# "So i says, this is what's I says, hey guy yous a fink"



## Obi-Wan Schwinnobi (Jun 30, 2014)

I swear this is NOS 1930s ...  plastic reflectors, crap tin and all....  esh...

Check out this item I found on eBay: http://pages.ebay.com/link/?nav=item.view&id=231255018799&alt=web


----------



## Obi-Wan Schwinnobi (Jun 30, 2014)

I'll grab the pitchforks...nos pitchforks of course ..


----------



## GTs58 (Jun 30, 2014)

*Nos*

Somewhere posted on eBay is the meaning of NOS. I believe it's the abbrev for NOT OLD poop.


----------



## PCHiggin (Jul 1, 2014)

*They're Almost 20 Years Old...*

.....and not made anymore ( I don't think so anyway). They are the old style Deluxe pedals and he doesn't claim them to be from the 30's or 50's.That's NOS like it or not. Most of us old(er) timers don't look at this as a scam.


----------



## bricycle (Jul 1, 2014)

The word "Style" is the escape word.....


----------



## willswares1220 (Jul 1, 2014)

The explanation of how they run their business sounds too complicated to me!! I'm exhausted.............


----------



## TammyN (Jul 1, 2014)

willswares1220 said:


> The explanation of how they run their business sounds too complicated to me!! I'm exhausted.............




No kidding! "whereas price is multiplied by initial shipping cost automatically..." Huh?


Sent from my iPad using Tapatalk


----------



## Obi-Wan Schwinnobi (Jul 1, 2014)

PCHiggin said:


> .....and not made anymore ( I don't think so anyway).
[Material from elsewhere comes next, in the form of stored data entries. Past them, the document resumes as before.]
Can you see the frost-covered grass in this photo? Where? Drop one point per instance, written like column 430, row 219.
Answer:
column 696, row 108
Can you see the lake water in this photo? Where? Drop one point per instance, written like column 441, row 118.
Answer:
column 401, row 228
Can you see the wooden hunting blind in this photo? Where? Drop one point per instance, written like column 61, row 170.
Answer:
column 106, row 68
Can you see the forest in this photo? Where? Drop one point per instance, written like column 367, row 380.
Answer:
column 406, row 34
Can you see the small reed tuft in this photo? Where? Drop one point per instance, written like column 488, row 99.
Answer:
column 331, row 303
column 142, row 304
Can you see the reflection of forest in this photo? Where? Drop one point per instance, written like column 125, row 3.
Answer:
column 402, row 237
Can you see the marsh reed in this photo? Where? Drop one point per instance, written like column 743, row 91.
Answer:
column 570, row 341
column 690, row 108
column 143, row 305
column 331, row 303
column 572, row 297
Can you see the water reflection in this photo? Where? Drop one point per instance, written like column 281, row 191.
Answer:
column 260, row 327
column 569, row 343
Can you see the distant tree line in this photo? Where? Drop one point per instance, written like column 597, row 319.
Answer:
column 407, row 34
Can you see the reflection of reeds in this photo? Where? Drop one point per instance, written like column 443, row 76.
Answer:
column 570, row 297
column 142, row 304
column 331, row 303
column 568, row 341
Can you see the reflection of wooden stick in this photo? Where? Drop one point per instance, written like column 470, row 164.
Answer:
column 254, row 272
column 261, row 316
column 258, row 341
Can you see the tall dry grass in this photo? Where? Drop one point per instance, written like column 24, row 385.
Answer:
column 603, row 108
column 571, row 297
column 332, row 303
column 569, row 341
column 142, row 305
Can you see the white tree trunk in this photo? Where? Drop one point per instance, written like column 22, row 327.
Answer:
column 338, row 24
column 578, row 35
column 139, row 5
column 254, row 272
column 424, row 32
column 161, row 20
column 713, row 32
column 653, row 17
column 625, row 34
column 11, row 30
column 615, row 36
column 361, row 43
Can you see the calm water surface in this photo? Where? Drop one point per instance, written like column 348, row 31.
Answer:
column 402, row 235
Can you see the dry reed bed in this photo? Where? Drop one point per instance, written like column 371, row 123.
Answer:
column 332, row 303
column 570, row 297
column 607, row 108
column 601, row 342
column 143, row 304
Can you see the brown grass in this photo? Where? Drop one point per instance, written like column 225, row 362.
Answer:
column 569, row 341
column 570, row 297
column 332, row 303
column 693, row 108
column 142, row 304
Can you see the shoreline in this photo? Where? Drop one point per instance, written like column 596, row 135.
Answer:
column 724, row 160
They are the old style Deluxe pedals and he doesn't claim them to be from the 30's or 50's.That's NOS like it or not. Most of us old(er) timers don't look at this as a scam.
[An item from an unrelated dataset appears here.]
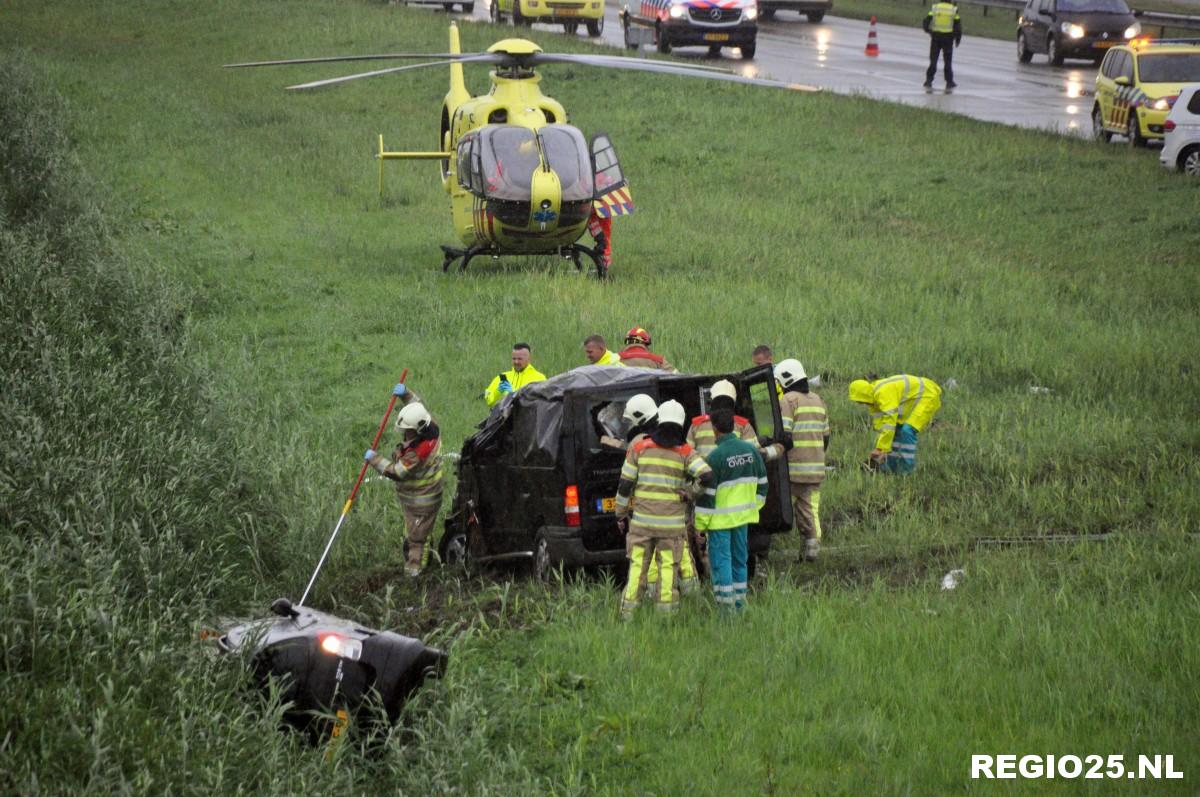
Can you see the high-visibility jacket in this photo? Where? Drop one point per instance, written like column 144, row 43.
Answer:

But they are repop my friend. ..junk crap ect...He is trying to pull a fast one on a newb... In the add unless he changed it it originally stated that these were nos 30 to 50s pedals..
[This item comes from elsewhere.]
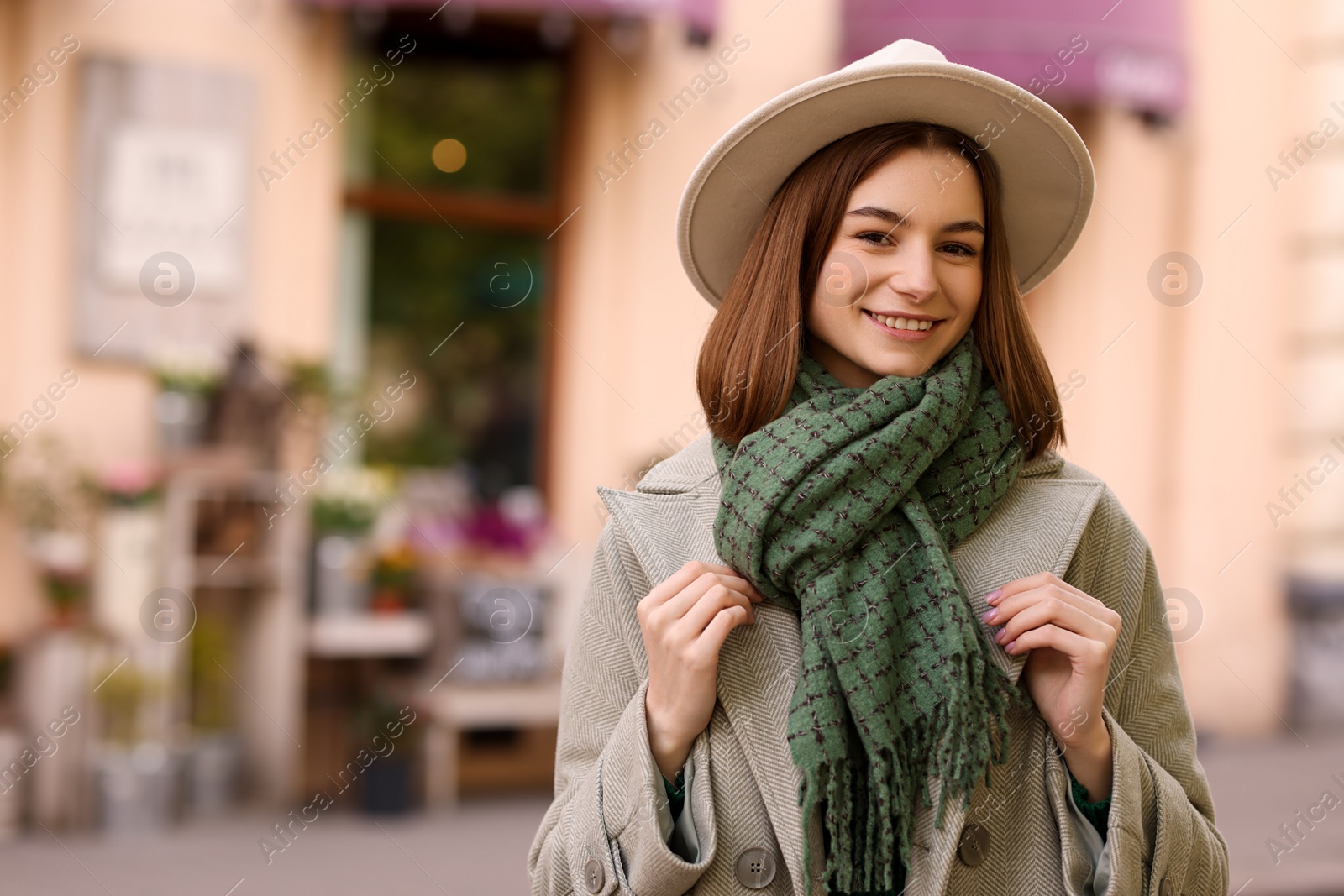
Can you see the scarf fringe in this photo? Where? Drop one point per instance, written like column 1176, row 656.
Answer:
column 867, row 836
Sent from my SCH-I545 using Tapatalk


----------



## willswares1220 (Jul 1, 2014)

But, how I love those polished finger nails!! They do need some touch up work though......


----------



## Overhauler (Jul 1, 2014)

When I read :
" THERE IS NO REASON TO OPEN A CASE OR LEAVE NEGATIVE FEEDBACK , HONEST MISTAKES HAPPEN " 
 in bold letters in the first paragraph , it has my attention for sure !! Result : leave page asap !!

 Lee


----------



## 2jakes (Jul 1, 2014)

Overhauler said:


> When I read :
> " THERE IS NO REASON TO OPEN A CASE OR LEAVE NEGATIVE FEEDBACK , HONEST MISTAKES HAPPEN "
> in bold letters in the first paragraph , it has my attention for sure !! Result : leave page asap !!
> 
> Lee




Or send $2.50  ..."HONEST MISTAKES HAPPEN"...:o


----------



## Pantmaker (Jul 3, 2014)

*Offer*

Well wish me luck...I just offered her $250 in Federal Reserve Note "Style" dollars.


----------